511. Sentencing and the Wider Australian Community. The attitude of the local community to the defendant and to the offence is relevant in sentencing (within the general range of sentences applicable), especially where the offence was committed within that community and the victim was from that community. But the courts cannot disregard the values and views of the wider Australian community. There may be general community concerns over the prevalence of certain offences. The gravity of the particular offence may be such that other considerations are secondary.[164] In some cases courts may be, for these kinds of reasons, unable to accede to the wishes of the local Aboriginal communities or to take full account of local customary laws. This is a reflection of the established rule that Australian law applies to all persons within Australia, including traditionally oriented Aborigines in their dealings with each other.[165] The general law may impose further punishments upon offenders even though their local community may be satisfied or reconciled through traditional processes. For example, in R v Bobby Iginiwuni, Iginiwuni pleaded guilty to the rape of a two and a half year old girl who suffered significant injuries as a result. Justice Muirhead sentenced him to 5 years and 8 months imprisonment with a non-parole period of 2 years, but ordered that he be released after 5 months on a 3 year good behaviour bond. He said:

[Y]our community is involved with you as aggressor and the child as a victim. Having heard the sworn evidence of … a member of the Council, I am influenced by the fact that you will eventually be accepted back amongst your people, who will no doubt give consideration to the order of this Court and the punishment you will already have suffered, and who will I hope, exercise some influence over you in the future. This is not the first time, and it will not be the last, [that] this Court gains some guidance from the views of the Aboriginal community, although there will be cases, especially where the crime goes beyond the particular community, that it is not possible to give full, or even partial effect to the views expressed … [But] it would be a great mistake also for anyone to assume that the Court will regard violence or crime, be it in accordance with custom or otherwise, committed within an Aboriginal community as something less serious than, or different to what may occur elsewhere. That is not the case as to do so would tend to deprive that community of the law’s protection.[166]

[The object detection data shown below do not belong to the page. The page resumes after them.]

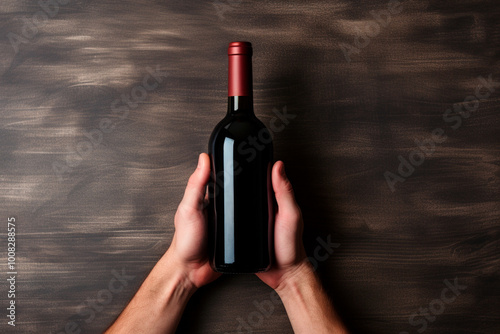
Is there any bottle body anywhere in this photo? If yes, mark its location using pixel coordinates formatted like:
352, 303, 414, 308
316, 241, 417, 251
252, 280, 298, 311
208, 42, 274, 273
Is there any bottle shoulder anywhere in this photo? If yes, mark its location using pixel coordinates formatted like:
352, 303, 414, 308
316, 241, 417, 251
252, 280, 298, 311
210, 115, 268, 142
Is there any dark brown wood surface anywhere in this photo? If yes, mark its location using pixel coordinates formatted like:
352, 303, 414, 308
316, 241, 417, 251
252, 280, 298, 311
0, 0, 500, 334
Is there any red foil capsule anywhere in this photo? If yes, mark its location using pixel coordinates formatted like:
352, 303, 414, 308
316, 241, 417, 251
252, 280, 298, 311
227, 42, 252, 96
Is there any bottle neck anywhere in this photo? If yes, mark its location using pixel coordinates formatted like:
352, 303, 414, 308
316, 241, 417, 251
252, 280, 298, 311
227, 96, 254, 115
228, 42, 253, 114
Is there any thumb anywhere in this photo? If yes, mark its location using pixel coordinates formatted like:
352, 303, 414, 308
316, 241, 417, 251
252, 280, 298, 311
272, 161, 301, 220
179, 153, 210, 210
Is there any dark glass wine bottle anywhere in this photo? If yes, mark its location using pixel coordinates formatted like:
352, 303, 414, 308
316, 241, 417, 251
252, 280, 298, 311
208, 42, 274, 273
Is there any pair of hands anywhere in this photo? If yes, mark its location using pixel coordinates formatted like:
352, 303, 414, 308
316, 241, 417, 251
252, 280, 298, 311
166, 153, 309, 290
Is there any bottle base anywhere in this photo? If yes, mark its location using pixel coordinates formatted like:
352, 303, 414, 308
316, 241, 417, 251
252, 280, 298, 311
212, 265, 271, 274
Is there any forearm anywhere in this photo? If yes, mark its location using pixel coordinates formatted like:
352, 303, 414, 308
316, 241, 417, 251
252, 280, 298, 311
106, 252, 196, 334
276, 264, 348, 334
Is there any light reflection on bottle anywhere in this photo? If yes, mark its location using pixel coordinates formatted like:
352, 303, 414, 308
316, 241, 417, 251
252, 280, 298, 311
222, 137, 235, 264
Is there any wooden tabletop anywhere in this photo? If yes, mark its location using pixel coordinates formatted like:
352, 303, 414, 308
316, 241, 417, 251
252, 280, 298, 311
0, 0, 500, 334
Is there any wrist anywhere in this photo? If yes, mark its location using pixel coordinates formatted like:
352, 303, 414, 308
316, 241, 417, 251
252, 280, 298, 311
275, 259, 315, 299
157, 249, 198, 295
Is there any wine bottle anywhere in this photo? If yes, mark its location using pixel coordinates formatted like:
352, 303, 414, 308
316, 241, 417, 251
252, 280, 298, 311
208, 42, 274, 273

In Joe Murphy Jungarai’s case, which was described in para 495, the defendant was subjected to a form of traditional punishment, but was later sentenced to 6 years and 6 months imprisonment, with a non-parole period of 2 years and 6 months.[167] Many similar examples could be given. In R v Banto Banto, Chief Justice Forster said:

I take into account with respect to each of you, that you were caught up in a situation not of your own making, in which violence was inevitable, and as I have said, loyalties and tribal custom made your involvement inevitable … These were, however, serious crimes, and without wishing to destroy your essential Aboriginality, with its social and cultural background, the court must do what it can to discourage the resort to dangerous violence to settle differences.[168]

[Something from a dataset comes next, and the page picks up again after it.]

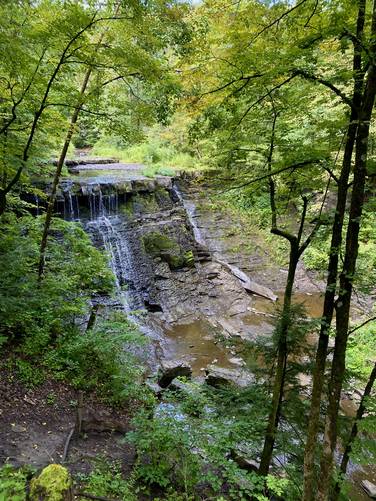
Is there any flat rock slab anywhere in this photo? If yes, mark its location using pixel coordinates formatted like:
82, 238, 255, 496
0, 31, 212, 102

Obviously the courts are having to balance the expression of concern and deterrence on the part of the general law with respect for the offender’s (and victim’s) backgrounds and traditions, and the expectations of the community or communities from which they come. The relative weight attached to these considerations varies, as the cases show. But the fact that the dispute within the local community is resolved, by the infliction of ‘traditional punishments’ or otherwise through customary law processes, although relevant, does not preclude further punishment by the court. The Australian community has an interest in the maintenance of law and order in Aboriginal communities.